Влекомые предчувствием или призванные кем-то, из Ку-кулина с вилами и секирами явились Исидор, Зарко и Мартин, вместе из нас получилось малое войско: Спиридон, Трофим, Волкан Филин, Иоаким из Бразды, Исо Распор, Пандил Пендека, Гаврила Армениан, сын покойной Санды Сендулы – Димуле, зять и сын слепой Илинки Пенковицы – Добромир и Джордже, худые и, точно близнецы, одинаковые, Герасим, два его сродника – Нетко Кукулинский и Павле Смук, я и еще не помянутые мною из сел под чернолесьем, в большинстве своем не слишком старые для рогатины без железного наконечника, для топора и вил, было всех два с половиной десятка, и впереди всех и над всеми еще один, известно кто – Секало. Я многих не помянул и вот теперь поминаю, перед погибелью ничье имя не должно забываться: Наум, коваль из Кучкова; молчаливый и глуховатый Андрей, молодой, из того же села; Рашко Нафо-ра и Силян Рог, братья, промышляющие кражей скотины, из Побожья; Божидар с изувеченной рукой, бывший рудокоп и бродяга; Петко Нижнев, шурин Райко Стотника, малолеток; Наце Сучало, бондарь и травщик, желтый робкий вдовец из Любанцев.

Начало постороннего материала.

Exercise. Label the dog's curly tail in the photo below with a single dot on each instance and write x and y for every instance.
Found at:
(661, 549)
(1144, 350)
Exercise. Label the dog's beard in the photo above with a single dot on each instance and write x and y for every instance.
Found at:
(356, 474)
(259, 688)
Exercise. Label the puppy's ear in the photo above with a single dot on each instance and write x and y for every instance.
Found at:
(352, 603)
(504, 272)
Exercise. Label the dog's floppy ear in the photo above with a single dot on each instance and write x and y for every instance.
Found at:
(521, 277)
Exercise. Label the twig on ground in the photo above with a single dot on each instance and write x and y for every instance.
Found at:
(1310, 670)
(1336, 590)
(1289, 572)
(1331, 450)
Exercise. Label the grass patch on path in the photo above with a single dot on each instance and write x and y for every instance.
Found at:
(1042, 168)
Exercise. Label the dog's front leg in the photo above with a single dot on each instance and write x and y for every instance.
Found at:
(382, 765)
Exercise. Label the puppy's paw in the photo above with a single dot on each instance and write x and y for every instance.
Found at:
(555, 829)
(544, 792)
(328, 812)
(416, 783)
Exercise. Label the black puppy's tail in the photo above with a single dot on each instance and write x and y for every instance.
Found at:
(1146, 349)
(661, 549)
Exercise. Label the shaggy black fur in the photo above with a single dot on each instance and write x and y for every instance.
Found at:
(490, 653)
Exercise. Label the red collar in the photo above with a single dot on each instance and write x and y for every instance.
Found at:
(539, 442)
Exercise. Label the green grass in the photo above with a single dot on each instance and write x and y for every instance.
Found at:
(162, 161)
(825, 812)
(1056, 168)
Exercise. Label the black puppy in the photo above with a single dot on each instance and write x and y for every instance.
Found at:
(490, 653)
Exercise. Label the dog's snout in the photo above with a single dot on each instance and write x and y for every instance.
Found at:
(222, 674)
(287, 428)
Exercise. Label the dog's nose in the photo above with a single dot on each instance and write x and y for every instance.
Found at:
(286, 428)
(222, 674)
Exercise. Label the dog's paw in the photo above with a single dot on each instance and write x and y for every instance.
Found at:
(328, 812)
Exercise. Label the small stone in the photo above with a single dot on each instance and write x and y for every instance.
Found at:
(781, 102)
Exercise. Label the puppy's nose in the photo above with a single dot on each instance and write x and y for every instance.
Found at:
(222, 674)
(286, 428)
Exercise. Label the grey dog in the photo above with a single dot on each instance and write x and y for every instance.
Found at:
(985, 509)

«Сколько их в Кукулине?» – подошел я к Мартину. «Втрое больше, чем нас», – ответил он. «Их же было много, – заметил я, – сотни и сотни». «Было, – согласился он. – Да многие сгинули. Расползлись по селам, а то воротились в Город. Те, что остались, живут в домах. Жнут, зимовать собираются в Кукулине». Спиридон толкнул меня локтем. «Считать надо не только мужчин». Он не смеялся. И вправду. Агна, Роса и еще кое-кто из молодых женщин ладили себе буковые копья. Третья десятка становилась полной, а если добавить малолеток тринадцати, четырнадцати, пятнадцати лет, то и того больше.
Введением в битвы прошлого были, без сомнения, молитвы церковных иерархов, пред коими становились на колени и логофеты и кесари. «Склонитесь, – вознес руку монах Трофим. – Помолимся». Из мужчин на колени опустились только двое, Гаврила Армениан и Герасим. Трофим начал: Послушай, отче наш, нарицаемого раба твоего, ништ же един именем, Трофим, моление его есть избави нас од нетление, всех, и старейших и отрочих, отче наш, иже еси взел плот и души наших вскраи трона твоего, и избави нас од недуг и акриди, всегда имах пит од плода твоего и лознаго и поедат од плода твоего и земнаго, неповинен ест сам, и избави нас и дай нам врачевание од струпи смрти, погубити – не, глаголаше раб твой Терапон-тие Кирияк, абие мзда би его погуба, и избави нас…
«Аминь», – голос, имени в лад, секучий, как лезвие.